Quantitative Analysis

R Squared


Author - Rahul Kapoor
Published On June 10, 2024

Review Pending

R Squared

Introduction

The objective of this article is to get an understanding of R² and what is the optimum value for this parameter in interpreting results.
'Is there any specific range for R² that can be said to be optimum?' and 'Does a High R² value an indicator of a better model relative to Low R²?', We will discuss these queries and analyse them to get a suitable conclusion.

R² Meaning & Interpretation

The R² can be interpreted as 'the percentage of the variance in the dependent variable that is explained by independent variable collectively'. In simple terms, it can be expressed as 'Out of total variance in the dependent variable the proportion that is explained by the Independent variable' *[Explained variance/Total variance]

R² Value -A Beautiful illusion

As you got the idea of the R², you start correlating the efficiency of the model to the higher value of R². In short, the higher the R² the more efficient the model is and the highest R² possible should be relatively the best model as it explains most of the variance in the dependent variable.
This is not so simple in reality, and just the high value of the R² does not justify the efficiency of the model. The assumption is completely flawed and there can be various issues with the higher value of the R². The R² is not sufficient in itself to claim the superiority of the Regression model and we need other technical reports attached to the R² report to gain insight.
Similarly, a Low R² can be a good model, as some fields of study have an inherently great amount of unexplainable variance. In these areas, the values of R² are bound to be lower. For example, Studies that try to explain Human Psychology generally have a Low R² value. This is in agreement with the fact that the human mind is difficult to predict in contrast to the physical process. But even in such a case wherein the model has a low R² value but the independent variables are statistically significant, you can still make conclusions based upon the relationship between variables and it is vital wherein innovation and unexplainable phenomena are being tried to explain in context to any subject area. Thus, a high R² not always implies a good model and vice versa.
Few citations that report a low coefficient of determination (R-squared) in a study of human psychology:

  1. Barnett, L. A., & Henderson, R. K. (2006). The prediction of psychological distress by cognitive, social, and self-regulatory processes: A prospective study examining the role of self-esteem, resilience, and hopelessness. Personality and Individual Differences, 41(3), 555-567.
    [In this study, the R-squared value for the prediction of psychological distress was reported to be 0.28, indicating that the predictors accounted for only 28% of the variance in psychological distress]
  2. Kline, R. B. (2011). Principles and practice of structural equation modeling.
    [Click on this link to access the report-]
    [The literature reports that R-squared values in social science research are often low, typically ranging from 0.10 to 0.30. This suggests that many social science phenomena are complex and influenced by a variety of factors that are difficult to measure and predict accurately]
[Important Note: There are some scenarios where low R²can cause problems such as where a great deal of precision is required, for e.g.- Elon musk space company SpaceX analysing the relationship between 'atmospheric drag' and 'time taken' to execute the placement aspects. For placement in the orbit, The R² should be sufficiently high, backed up with great technical aspects(Random residual pattern around '0' residual value) as precision is of utmost importance.]

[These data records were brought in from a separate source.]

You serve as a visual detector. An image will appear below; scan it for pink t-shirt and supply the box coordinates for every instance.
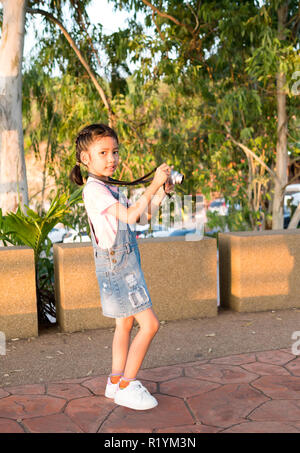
[82,176,132,249]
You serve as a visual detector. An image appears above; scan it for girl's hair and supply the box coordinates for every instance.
[69,123,119,186]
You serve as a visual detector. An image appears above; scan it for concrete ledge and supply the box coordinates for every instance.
[0,246,38,340]
[138,236,218,321]
[53,236,218,332]
[53,243,115,331]
[219,229,300,312]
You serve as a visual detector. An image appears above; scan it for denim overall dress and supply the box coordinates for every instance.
[84,179,153,318]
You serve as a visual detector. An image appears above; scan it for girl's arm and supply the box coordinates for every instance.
[105,163,171,225]
[137,186,166,225]
[138,176,175,224]
[105,180,162,225]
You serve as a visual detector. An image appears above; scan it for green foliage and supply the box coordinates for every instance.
[21,0,300,241]
[0,187,83,325]
[2,187,82,259]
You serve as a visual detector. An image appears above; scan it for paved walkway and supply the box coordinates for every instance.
[0,347,300,433]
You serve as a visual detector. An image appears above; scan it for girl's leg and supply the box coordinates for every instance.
[122,308,160,380]
[111,315,134,375]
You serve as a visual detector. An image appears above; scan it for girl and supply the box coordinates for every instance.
[69,123,174,411]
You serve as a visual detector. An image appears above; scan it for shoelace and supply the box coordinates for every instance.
[131,381,151,398]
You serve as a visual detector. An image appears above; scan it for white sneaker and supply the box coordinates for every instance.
[114,380,158,410]
[105,377,119,399]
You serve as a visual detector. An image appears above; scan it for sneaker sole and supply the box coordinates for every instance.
[105,391,116,399]
[114,397,158,411]
[105,385,118,399]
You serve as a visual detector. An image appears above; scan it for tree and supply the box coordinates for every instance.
[111,0,300,229]
[0,0,116,215]
[0,0,29,215]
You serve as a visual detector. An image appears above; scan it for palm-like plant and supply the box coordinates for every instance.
[0,187,83,325]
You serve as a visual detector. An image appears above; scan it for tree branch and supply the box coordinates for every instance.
[141,0,191,33]
[26,7,115,126]
[187,2,200,33]
[282,170,300,190]
[289,156,300,166]
[152,10,165,42]
[224,124,281,185]
[71,2,103,72]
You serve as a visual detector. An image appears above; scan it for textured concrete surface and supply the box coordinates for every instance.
[53,236,217,333]
[0,347,300,433]
[138,236,217,320]
[219,229,300,312]
[0,246,38,340]
[1,307,300,388]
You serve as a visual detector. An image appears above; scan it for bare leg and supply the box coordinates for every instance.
[111,315,134,374]
[122,308,160,379]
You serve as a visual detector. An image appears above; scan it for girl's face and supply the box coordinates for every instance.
[82,136,119,181]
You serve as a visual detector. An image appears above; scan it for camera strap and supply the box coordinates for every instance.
[87,168,172,198]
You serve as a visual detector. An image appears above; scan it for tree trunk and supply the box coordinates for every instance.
[272,2,288,230]
[0,0,28,215]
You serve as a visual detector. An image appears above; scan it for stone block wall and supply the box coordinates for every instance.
[0,246,38,339]
[53,236,218,333]
[219,229,300,312]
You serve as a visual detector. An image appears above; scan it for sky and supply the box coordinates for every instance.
[23,0,146,61]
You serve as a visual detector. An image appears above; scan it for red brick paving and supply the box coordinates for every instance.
[0,348,300,433]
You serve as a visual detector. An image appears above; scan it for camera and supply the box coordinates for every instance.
[169,170,184,185]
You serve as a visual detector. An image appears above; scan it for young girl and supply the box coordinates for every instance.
[69,123,174,411]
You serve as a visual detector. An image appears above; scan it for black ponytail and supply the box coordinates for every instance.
[69,164,85,186]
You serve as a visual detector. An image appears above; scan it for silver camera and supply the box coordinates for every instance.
[169,170,184,185]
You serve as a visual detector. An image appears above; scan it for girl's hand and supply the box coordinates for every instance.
[164,178,175,195]
[164,164,175,194]
[152,163,171,188]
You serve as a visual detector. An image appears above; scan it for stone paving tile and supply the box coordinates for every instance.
[184,363,258,385]
[22,413,84,433]
[241,362,291,376]
[187,383,269,429]
[221,421,300,433]
[251,375,300,399]
[0,395,66,420]
[98,394,194,433]
[285,357,300,376]
[0,389,10,399]
[137,365,183,382]
[156,423,220,433]
[50,377,91,385]
[1,348,300,433]
[2,384,46,396]
[46,383,92,400]
[81,376,108,396]
[256,350,295,366]
[210,353,257,366]
[65,396,115,433]
[250,400,300,422]
[0,418,24,433]
[159,376,221,398]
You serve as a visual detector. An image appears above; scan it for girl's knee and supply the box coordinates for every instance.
[141,317,160,336]
[116,316,134,332]
[152,317,160,334]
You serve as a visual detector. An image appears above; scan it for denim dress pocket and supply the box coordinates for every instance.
[94,252,113,296]
[94,250,109,274]
[110,248,129,273]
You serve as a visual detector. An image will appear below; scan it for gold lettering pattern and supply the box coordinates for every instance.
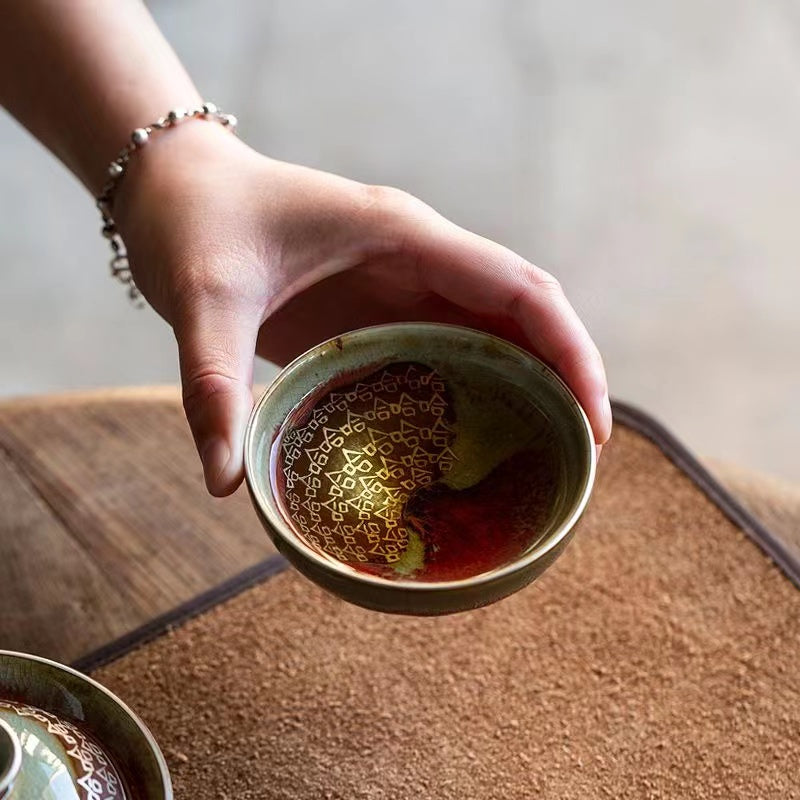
[0,700,125,799]
[280,363,457,565]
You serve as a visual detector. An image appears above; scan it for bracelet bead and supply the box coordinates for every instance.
[96,101,236,305]
[131,128,149,146]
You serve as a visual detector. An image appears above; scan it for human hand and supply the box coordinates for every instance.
[115,121,611,496]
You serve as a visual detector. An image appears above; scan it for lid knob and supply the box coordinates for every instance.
[0,720,21,799]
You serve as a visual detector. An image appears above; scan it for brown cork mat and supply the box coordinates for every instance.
[79,407,800,799]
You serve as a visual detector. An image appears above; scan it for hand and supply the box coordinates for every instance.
[115,121,611,497]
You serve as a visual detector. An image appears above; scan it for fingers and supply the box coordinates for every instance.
[174,299,260,496]
[414,220,612,445]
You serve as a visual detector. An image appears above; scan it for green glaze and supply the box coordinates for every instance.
[0,707,86,800]
[392,528,425,577]
[440,366,554,491]
[245,323,596,616]
[0,652,171,800]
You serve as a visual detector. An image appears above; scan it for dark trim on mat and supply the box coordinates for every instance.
[613,401,800,589]
[73,401,800,674]
[72,554,290,674]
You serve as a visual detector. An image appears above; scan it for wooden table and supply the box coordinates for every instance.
[0,388,275,663]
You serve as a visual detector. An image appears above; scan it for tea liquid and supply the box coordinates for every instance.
[272,361,565,581]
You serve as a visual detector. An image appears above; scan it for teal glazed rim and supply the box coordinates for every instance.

Residual Pattern Analysis - Insight on exposure to specification bias (Needs to be Attached with R-squared report)


A residual plot analysis will give a better insight to fetch more technical aspects of the model. As mentioned earlier that alone R² fails to give any insight regarding the model. For better insight, we will do a 'residual-plot analysis' and 'study the pattern of the residuals'.
To do such an analysis we take two axis 'x' and 'y', On the x-axis we will take the independent variable, (predicted values) and, on the y-axis, we will take the residual values. Just to make things clearer,
residual = y - ŷThe residual plot gives a visual validation to the model under study by observing the residual patterns along the '0' level mark of residual value. If the scatter is random [no observed pattern] along the axis, we interpret this as a 'Green flag' and good to go with an unbiased model. On the other side, if the scatter of residuals has a certain pattern this is a 'Red flag', and it should be meant the model is not the right fit or is a bad fit despite a high R².
The red flag raised gives an insight that the model has an issue. In other words, it is missing significant independent variables or/and polynomial terms or/and interaction terms. ['or' & 'and' can have any permutation and combination]
[Note: An unbiased model has residuals that are randomly scattered]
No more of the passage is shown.